Accuracy was calculated using the development set, and reflects the non-balanced nature of the dataset.

### Major types

| Type 	| Accuracy 	| num. Instances in dev set 	|
| ------ | ------ | ------ |
| CW * | 0.842 | 4551 |
| GPE | 0.914 | 19751 |
| Other | 0.69 | 2824 |
| building | 0.736 | 2188 |
| event | 0.739 | 3000 |
| location | 0.819 | 3408 |
| organization | 0.895 | 17285 |
| person | 0.903 | 21689 |
| product | 0.64 | 1038 |

*: Cultural Work

### Subtypes

| Type 	| Accuracy 	| num. Instances in dev set	|
| ------ | ------ | ------ |
| CW-broadcastprogram | 0.854 | 765 |
| CW-film | 0.809 | 549 |
| CW-music | 0.862 | 1027 |
| CW-other | 0.495 | 555 |
| CW-painting | 0.654 | 205 |
| CW-writtenart | 0.814 | 1450 |
| GPE | 0.914 | 19751 |
| Other | 0.69 | 2824 |
| building-airport | 0.733 | 176 |
| building-governmentfacility | 0.514 | 72 |
| building-hospital | 0.805 | 113 |
| building-hotel | 0.688 | 32 |
| building-other | 0.726 | 1585 |
| building-religious | 0.0 | 1 |
| building-restaurant | 0.458 | 48 |
| building-shops | 0.206 | 34 |
| building-sportsfacility | 0.74 | 127 |
| event-attack/terrorism/militaryconflict | 0.866 | 411 |
| event-disaster | 0.261 | 23 |
| event-other | 0.695 | 1069 |
| event-political | 0.527 | 444 |
| event-protest | 0.207 | 29 |
| event-sportsevent | 0.822 | 1024 |
| location-bodiesofwater | 0.865 | 673 |
| location-island | 0.457 | 140 |
| location-mountain | 0.781 | 515 |
| location-other | 0.757 | 1602 |
| location-park | 0.581 | 93 |
| location-road/railway/highway/transit | 0.805 | 385 |
| organization-education | 0.868 | 2097 |
| organization-government | 0.905 | 2939 |
| organization-media | 0.888 | 1963 |
| organization-onlinebusiness | 0.538 | 197 |
| organization-other | 0.788 | 4733 |
| organization-politicalparty | 0.956 | 2272 |
| organization-privatecompany | 0.849 | 1809 |
| organization-religious | 0.638 | 210 |
| organization-sportsteam | 0.946 | 1065 |
| person-actor/director | 0.797 | 1480 |
| person-artist/author | 0.853 | 5812 |
| person-athlete | 0.871 | 1306 |
| person-group | 0.485 | 699 |
| person-influencer | 0.0 | 17 |
| person-other | 0.811 | 8444 |
| person-politician | 0.863 | 3259 |
| person-scholar/scientist | 0.728 | 672 |
| product-E-device | 0.51 | 102 |
| product-clothing | 0.222 | 27 |
| product-consumer_good | 0.0 | 20 |
| product-food | 0.673 | 324 |
| product-other | 0.0 | 69 |
| product-software | 0.67 | 382 |
| product-vehicle | 0.825 | 114 |


## Additional information

### Author
Language Technologies Unit (LangTech) at the Barcelona Supercomputing Center (langtech@bsc.es)

### Contact information
For further information, send an email to langtech@bsc.es

### Copyright
Copyright (c) 2023 Language Technologies Unit (LangTech) at Barcelona Supercomputing Center 

### Licensing Information
[Apache License, Version 2.0](https://www.apache.org/licenses/LICENSE-2.0)

### Funding
This work/research has been promoted and financed by the Government of Catalonia through the [Aina project](https://projecteaina.cat/).

### Citation information



### Disclaimer

<details>
<summary>Click to expand</summary>

The models published in this repository are intended for a generalist purpose and are available to third parties. These models may have bias and/or any other undesirable distortions.
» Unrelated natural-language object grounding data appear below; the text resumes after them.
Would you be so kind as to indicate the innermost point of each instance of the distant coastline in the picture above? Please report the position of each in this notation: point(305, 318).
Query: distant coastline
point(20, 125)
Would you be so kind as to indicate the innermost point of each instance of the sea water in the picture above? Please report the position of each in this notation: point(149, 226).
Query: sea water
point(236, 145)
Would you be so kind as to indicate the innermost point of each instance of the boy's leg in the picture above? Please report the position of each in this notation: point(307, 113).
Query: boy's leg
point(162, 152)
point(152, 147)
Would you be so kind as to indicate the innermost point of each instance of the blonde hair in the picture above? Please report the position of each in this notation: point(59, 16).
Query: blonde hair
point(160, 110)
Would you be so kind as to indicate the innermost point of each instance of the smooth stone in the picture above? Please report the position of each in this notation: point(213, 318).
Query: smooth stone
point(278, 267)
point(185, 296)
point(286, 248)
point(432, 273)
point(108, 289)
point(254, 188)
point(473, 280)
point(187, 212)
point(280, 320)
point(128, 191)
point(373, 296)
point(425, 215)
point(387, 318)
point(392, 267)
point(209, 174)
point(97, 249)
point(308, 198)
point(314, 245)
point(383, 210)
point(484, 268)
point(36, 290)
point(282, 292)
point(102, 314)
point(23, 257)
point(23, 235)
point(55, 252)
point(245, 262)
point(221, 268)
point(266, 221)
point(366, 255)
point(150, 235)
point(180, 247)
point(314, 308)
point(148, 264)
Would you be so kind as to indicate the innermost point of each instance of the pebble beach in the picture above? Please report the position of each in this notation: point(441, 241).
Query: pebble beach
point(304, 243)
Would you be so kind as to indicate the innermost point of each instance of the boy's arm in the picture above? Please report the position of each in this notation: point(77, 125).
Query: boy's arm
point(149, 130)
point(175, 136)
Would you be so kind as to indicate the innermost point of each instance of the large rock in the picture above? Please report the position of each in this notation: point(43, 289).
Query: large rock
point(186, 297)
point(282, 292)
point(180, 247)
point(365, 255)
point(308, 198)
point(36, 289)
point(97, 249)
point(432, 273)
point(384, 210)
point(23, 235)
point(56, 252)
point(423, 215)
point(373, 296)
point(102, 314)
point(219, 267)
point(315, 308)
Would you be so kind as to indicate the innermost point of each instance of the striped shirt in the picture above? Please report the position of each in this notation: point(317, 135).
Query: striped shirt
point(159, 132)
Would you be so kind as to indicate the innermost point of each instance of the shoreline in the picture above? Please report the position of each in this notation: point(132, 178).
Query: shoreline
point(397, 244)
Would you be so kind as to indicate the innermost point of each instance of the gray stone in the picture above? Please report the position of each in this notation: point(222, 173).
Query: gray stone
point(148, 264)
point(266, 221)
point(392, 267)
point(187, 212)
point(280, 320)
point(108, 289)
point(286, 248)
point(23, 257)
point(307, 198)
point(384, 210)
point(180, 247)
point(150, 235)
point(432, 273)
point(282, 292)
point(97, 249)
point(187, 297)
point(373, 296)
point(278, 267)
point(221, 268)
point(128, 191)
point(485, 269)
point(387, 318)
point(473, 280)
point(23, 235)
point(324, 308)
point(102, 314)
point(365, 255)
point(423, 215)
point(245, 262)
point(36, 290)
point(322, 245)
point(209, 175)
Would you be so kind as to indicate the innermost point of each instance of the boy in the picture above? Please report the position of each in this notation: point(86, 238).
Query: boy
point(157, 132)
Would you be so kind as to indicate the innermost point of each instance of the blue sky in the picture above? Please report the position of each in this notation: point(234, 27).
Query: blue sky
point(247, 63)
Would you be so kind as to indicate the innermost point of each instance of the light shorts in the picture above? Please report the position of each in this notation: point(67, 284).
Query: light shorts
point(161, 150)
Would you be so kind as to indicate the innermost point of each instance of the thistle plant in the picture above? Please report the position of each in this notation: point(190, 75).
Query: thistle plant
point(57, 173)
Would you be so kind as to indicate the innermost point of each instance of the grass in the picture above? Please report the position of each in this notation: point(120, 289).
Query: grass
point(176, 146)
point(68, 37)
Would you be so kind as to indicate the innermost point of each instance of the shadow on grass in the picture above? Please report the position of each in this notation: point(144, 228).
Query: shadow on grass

When third parties, deploy or provide systems and/or services to other parties using any of these models (or using systems based on these models) or become users of the models, they should note that it is their responsibility to mitigate the risks arising from their use and, in any event, to comply with applicable regulations, including regulations regarding the use of Artificial Intelligence.

In no event shall the owner and creator of the models (BSC – Barcelona Supercomputing Center) be liable for any results arising from the use made by third parties of these models.